The Associated Press/Washington Post: Romney Campaign Attacks Democrats Over Ad About Woman’s Death, But Aide’s Remark Sparks Dismay
Mitt Romney’s campaign fiercely protested a searing attack ad aired by allies of President Barack Obama on Wednesday, but drew expressions of dismay from conservatives when an aide to the former Massachusetts governor invoked the benefits of a state health care system he signed into law (8/8).
The Washington Post: Romney Spokeswoman Praises His Efforts On Health-Care Reform As Governor
Mitt Romney drew new fire from his conservative allies on a familiar topic Wednesday — health-care reform — as his spokeswoman offered unusual praise for his efforts on the issue as Massachusetts governor. In an interview with Fox News Channel on Wednesday, Andrea Saul invoked Massachusetts’s expansion of health coverage as a defense to a harsh new ad funded by a super PAC supporting President Obama (Helderman and Blake, 8/8).
Politico: Romney Spokesperson Cites Massachusetts Health Law
A Mitt Romney spokesperson offered an unusual counterattack Wednesday to an ad in which a laid-off steelworker blames the presumptive GOP nominee for his family losing health care: If that family had lived in Massachusetts, it would have been covered by the former governor’s universal health care law (Robillard, 8/8).
The Associated Press/Washington Post: Missouri Senate Race Tilts Toward The Extreme As McCaskill And Akin Highlight Stark Contrasts
Within hours of Akin winning the Republican nomination, McCaskill was casting him as a conservative extremist who would jeopardize seniors’ health care and retirement savings while putting college out of reach for all but the rich. Akin countered by portraying McCaskill — one of the most vulnerable Democratic incumbents in the nation — as a budget-busting, tax-hiking, big-spending liberal (8/8).
Los Angeles Times: Komen Breast Cancer Charity’s Top Leaders Step Down
The changes came six months after a public uproar when Komen’s decided to stop funding breast health services operated by Planned Parenthood. Though Brinker and others in the national leadership said that the decision to halt funding had nothing to do with abortion politics, critics and some local Komen affiliates cried foul, and the charity reversed its decision within days (Brown and Khan, 8/9).

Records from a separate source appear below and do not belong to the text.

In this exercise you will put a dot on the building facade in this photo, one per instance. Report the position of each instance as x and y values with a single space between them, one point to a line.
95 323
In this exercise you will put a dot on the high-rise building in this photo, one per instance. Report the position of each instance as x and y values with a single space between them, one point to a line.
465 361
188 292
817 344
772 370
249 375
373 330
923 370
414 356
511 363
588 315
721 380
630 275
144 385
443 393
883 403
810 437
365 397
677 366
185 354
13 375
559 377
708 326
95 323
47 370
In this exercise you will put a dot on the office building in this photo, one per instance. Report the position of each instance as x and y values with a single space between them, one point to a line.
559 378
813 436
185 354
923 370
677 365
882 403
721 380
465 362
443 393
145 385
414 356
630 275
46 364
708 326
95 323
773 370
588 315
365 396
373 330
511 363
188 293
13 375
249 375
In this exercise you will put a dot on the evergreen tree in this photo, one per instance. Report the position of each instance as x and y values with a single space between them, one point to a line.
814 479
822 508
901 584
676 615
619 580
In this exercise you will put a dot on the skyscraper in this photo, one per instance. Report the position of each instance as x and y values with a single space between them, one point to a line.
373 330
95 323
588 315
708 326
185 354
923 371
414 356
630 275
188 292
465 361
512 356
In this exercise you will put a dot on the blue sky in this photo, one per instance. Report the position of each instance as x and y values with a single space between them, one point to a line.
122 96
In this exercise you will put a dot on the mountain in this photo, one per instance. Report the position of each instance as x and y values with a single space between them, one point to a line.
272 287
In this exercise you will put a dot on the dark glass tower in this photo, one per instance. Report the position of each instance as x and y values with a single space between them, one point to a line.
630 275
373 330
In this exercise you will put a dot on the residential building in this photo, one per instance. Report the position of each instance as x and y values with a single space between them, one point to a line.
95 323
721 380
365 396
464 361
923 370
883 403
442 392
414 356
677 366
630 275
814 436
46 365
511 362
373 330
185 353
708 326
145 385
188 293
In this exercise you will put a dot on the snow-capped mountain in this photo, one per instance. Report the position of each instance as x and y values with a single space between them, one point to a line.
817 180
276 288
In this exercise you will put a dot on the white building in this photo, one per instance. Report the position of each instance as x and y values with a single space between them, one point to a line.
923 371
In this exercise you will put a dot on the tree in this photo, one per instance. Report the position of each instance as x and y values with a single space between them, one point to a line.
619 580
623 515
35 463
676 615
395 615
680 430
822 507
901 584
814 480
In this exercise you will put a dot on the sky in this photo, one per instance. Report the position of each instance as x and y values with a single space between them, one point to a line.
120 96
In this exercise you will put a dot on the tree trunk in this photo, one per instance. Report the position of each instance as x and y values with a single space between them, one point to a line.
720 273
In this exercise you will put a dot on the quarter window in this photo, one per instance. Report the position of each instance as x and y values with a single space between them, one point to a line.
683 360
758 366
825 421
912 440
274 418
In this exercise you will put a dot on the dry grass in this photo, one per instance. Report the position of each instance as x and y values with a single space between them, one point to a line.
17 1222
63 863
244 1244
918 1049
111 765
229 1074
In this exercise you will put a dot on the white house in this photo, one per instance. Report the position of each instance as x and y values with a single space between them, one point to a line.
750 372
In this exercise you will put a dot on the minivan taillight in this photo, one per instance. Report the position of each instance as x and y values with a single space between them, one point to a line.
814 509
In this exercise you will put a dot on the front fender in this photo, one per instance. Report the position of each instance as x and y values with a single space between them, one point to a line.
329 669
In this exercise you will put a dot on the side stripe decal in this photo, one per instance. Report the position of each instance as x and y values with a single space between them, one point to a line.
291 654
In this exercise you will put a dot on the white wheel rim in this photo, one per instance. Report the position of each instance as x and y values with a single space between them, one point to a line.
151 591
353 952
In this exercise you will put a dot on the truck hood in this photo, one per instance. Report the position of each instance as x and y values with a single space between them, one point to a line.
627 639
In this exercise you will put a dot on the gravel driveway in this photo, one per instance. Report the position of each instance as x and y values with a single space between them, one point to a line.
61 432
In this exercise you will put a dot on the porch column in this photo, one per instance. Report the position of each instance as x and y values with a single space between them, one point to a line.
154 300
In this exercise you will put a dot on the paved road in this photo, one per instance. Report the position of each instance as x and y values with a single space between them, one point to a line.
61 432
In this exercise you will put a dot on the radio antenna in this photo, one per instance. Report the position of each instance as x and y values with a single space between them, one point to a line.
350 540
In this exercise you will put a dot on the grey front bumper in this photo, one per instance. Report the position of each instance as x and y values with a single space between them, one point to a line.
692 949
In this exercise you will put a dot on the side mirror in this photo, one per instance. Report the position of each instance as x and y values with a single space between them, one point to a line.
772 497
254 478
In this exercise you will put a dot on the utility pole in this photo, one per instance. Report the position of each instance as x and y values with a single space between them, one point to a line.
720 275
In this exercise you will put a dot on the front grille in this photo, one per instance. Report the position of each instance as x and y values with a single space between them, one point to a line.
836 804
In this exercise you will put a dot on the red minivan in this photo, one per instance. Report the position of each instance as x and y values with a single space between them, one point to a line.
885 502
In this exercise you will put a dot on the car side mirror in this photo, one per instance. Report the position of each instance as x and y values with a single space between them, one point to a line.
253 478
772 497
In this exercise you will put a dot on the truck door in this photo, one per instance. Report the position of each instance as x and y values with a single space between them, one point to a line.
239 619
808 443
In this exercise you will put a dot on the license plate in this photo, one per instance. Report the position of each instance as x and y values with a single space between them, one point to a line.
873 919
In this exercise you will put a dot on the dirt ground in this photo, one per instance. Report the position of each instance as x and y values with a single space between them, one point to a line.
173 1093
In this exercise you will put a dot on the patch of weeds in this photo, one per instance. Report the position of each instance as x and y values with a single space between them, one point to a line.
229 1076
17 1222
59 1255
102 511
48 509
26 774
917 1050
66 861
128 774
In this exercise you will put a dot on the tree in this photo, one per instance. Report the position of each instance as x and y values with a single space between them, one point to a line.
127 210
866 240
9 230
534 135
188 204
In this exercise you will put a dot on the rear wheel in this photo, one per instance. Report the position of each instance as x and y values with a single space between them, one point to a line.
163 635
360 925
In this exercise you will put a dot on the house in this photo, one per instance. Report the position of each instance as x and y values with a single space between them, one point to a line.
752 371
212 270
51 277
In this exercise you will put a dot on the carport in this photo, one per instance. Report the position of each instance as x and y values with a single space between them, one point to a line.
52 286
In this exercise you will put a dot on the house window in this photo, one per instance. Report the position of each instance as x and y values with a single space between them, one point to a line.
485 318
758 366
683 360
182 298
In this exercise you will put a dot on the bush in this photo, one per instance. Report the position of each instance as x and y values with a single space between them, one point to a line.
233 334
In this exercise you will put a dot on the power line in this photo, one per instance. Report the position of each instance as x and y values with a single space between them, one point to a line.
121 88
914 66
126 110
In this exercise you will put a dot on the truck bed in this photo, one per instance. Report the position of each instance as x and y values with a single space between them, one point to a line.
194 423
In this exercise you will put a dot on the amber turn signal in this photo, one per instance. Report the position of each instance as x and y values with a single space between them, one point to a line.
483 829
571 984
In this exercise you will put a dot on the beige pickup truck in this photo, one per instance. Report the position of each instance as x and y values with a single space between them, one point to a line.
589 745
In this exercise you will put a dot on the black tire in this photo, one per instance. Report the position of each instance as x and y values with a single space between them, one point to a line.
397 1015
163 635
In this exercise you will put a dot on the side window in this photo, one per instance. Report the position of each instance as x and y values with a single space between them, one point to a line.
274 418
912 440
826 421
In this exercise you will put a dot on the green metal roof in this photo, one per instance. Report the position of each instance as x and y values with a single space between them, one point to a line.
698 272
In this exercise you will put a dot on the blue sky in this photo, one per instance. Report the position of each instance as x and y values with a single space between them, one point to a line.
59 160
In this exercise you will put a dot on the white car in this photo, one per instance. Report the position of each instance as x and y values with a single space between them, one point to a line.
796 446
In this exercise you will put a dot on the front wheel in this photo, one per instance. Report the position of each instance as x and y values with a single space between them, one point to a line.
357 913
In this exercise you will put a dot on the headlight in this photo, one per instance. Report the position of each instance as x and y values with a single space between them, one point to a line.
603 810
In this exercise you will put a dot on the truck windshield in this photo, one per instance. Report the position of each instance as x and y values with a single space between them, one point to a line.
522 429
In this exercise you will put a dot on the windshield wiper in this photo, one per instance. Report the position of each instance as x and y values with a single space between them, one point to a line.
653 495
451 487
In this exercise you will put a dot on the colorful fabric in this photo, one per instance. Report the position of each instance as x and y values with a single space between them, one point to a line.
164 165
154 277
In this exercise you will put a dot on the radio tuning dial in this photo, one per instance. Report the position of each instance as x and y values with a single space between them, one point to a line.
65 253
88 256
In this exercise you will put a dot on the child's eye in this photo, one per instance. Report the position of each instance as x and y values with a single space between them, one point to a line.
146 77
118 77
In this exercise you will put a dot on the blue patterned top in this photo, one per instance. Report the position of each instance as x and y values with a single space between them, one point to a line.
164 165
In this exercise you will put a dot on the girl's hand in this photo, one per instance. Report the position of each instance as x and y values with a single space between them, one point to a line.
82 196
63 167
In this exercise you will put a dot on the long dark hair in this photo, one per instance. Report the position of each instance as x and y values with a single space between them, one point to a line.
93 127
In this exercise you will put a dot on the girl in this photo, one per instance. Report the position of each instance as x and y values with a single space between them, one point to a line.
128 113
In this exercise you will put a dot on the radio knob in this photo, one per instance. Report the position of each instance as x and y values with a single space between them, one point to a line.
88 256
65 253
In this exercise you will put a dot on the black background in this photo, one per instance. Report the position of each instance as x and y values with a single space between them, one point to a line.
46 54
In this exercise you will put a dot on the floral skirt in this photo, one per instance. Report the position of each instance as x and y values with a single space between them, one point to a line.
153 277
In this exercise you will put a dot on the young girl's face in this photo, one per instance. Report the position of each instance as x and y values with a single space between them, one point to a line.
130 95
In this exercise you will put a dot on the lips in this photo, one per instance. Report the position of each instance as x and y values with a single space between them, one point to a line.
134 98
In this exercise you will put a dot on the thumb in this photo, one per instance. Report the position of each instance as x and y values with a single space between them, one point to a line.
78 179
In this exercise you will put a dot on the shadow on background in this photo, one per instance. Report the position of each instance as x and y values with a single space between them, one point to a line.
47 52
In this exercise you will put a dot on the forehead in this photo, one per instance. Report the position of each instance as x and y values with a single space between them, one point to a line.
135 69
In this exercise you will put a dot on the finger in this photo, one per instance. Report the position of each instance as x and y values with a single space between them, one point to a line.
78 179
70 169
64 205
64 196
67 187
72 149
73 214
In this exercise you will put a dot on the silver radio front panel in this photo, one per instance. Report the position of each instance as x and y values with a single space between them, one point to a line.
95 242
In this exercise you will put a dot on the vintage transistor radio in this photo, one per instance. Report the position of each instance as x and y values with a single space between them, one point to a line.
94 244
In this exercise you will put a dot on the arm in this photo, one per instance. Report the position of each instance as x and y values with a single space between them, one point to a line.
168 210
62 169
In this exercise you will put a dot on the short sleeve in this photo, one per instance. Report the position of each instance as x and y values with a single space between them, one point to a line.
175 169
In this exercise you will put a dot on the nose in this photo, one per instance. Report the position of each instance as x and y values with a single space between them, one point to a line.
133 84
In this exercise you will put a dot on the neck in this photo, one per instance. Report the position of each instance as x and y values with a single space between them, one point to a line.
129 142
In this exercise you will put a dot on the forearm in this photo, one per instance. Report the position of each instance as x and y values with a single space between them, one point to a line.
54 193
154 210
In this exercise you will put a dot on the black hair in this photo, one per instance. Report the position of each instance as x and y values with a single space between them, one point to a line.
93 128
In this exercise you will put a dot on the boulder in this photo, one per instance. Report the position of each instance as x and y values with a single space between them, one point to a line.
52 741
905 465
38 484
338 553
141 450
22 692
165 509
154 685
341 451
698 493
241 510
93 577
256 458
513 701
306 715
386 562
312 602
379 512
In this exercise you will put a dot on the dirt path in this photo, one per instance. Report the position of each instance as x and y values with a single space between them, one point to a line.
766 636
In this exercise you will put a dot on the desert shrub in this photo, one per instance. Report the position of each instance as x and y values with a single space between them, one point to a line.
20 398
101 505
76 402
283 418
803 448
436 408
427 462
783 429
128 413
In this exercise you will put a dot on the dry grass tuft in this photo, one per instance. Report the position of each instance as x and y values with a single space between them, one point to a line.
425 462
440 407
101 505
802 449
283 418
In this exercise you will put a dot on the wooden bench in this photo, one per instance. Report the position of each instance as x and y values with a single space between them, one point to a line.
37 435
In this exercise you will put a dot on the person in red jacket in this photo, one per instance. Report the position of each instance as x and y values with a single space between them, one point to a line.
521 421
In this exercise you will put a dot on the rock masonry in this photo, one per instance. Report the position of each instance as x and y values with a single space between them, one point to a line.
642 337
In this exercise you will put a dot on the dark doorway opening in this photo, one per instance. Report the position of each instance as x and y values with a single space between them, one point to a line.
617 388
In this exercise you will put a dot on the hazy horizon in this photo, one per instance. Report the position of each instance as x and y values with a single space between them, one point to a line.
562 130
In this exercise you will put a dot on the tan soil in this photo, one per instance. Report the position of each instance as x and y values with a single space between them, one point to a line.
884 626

NPR: Susan G. Komen’s President To Leave Organization
The breast cancer charity Susan G. Komen for the Cure announced Wednesday a shakeup of its top ranks in the wake of criticism over its decision to halt partnerships with affiliates of Planned Parenthood. In a statement, Komen said its president, Liz Thompson, would leave the organization in September (Calamur, 8/8).
Los Angeles Times: Deal On California Workers’ Compensation Overhaul Appears Likely
Hopes for a last-minute agreement to overhaul the state’s $11-billion workers’ compensation system are growing as the end of the 2012 legislative session approaches. A small group of labor unions and large employers has been meeting quietly since April to craft legislation that would cut administrative, legal and medical costs enough to fund a significant boost in benefits paid to workers who suffer permanent disabilities from job-related injuries or illnesses. And an agreement seems imminent (Lifsher, 8/9).